Passada a surpresa inicial, digerido o primeiro mal-estar resultante da decisão de Ma­cron, a Dinamarca e os Países Baixos (nova designação oficial da Holanda) acabaram por ver os seus parlamentos nacionais associarem-se à decisão francesa, ainda que limitando e circuns­crevendo as suas reservas ao caso albanês, essencialmente por receio do sur­gimento de uma nova crise migratória e da proliferação do crime organizado dentro do espaço eu­ropeu.

De entre as críticas mais ouvidas a esta posição francesa, depois secundada por dina­marqueses e holandeses, ouviu-se o argumento de que, deixando de fora da União estes Estados balcânicos, a União Europeia estaria a abrir as portas a que um triunvirato for­mado pela Rússia, pela Turquia e pela China pudessem aumentar de sobremaneira a sua influência económica e cultural naquela região europeia historicamente instável, berço de inúmeros conflitos de má memória, paredes-meias com a fronteira externa da União Europeia. Do ponto de vista geopolítico o argumento, prima facie, pode parecer proce­der e ter conteúdo.

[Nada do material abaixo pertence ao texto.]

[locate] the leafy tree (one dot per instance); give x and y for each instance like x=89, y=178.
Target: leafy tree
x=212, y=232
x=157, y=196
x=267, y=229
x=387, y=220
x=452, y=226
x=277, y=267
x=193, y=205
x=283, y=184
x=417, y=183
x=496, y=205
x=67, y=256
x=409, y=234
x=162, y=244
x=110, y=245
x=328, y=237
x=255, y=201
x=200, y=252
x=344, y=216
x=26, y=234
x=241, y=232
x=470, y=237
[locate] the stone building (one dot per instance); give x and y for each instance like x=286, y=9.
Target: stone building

Cremos, todavia, que uma análise mais fina e apertada do que está em causa poderá ilidir os receios expressos.

Desde logo – a adesão à UE não constitui o único instituto jurídico ao dispor da União para se relacionar com Estados terceiros e com Estados que a ela pretendam aderir. Há, nomeadamente, a possibilidade de se celebrarem acordos de associação que, não se traduzindo numa adesão plena ao clube comunitário permitam aos Estados con­tratantes irem-se aproximando gradualmente do universo comunitário, irem progre­dindo e melhorando a sua situação interna, os seus indicadores sócio-económicos e fi­nanceiros para, num momento posterior, poderem juntar-se de pleno direito aos atuais 27 Estados-membros da União.

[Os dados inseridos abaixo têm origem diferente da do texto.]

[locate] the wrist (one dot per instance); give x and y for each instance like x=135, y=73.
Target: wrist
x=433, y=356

Afigura-se, de resto, uma posição muito mais coerente, muito mais responsável e muito mais sólida do que aquela que, por exemplo, a União foi adotando ao longo dos tempos para com a Turquia – relativamente a quem nunca houve a coragem de recusar a abertura do dossiê de adesão mas que, na prática, com a sucessão de entraves que foram surgindo, cedo se percebeu que era uma posição pro­fundamente hipócrita e falsa. E uma posição que acabou por gerar na Turquia o senti­mento profundamente anti-europeu que ainda hoje domina a sociedade turca.

Andou, por isso, uma vez mais, bem Emmanuel Macron ao cortar cerce e de forma ina­pelável aquele que poderia ser mais um passo precipitado da Europa da União e dos seus principais líderes. Antes de encarar outros e novos alargamentos, a União Europeia deve concentrar-se em resolver os muitos problemas que tem pendentes e desarruma­dos dentro da sua própria casa. E, ao mesmo tempo, deve dar aos candidatos à adesão o tempo suficiente para se prepararem e cumprirem na íntegra os já referidos cri­térios de Copenhaga.

Se esta prudência tivesse sido tomada no passado, alguns alarga­mentos precipitados teriam sido poupados e muitos problemas teriam sido evitados. Por uma vez, pelo menos, através da postura e da firmeza de Macron, a União parece ter aprendido alguma coisa com a sua própria História.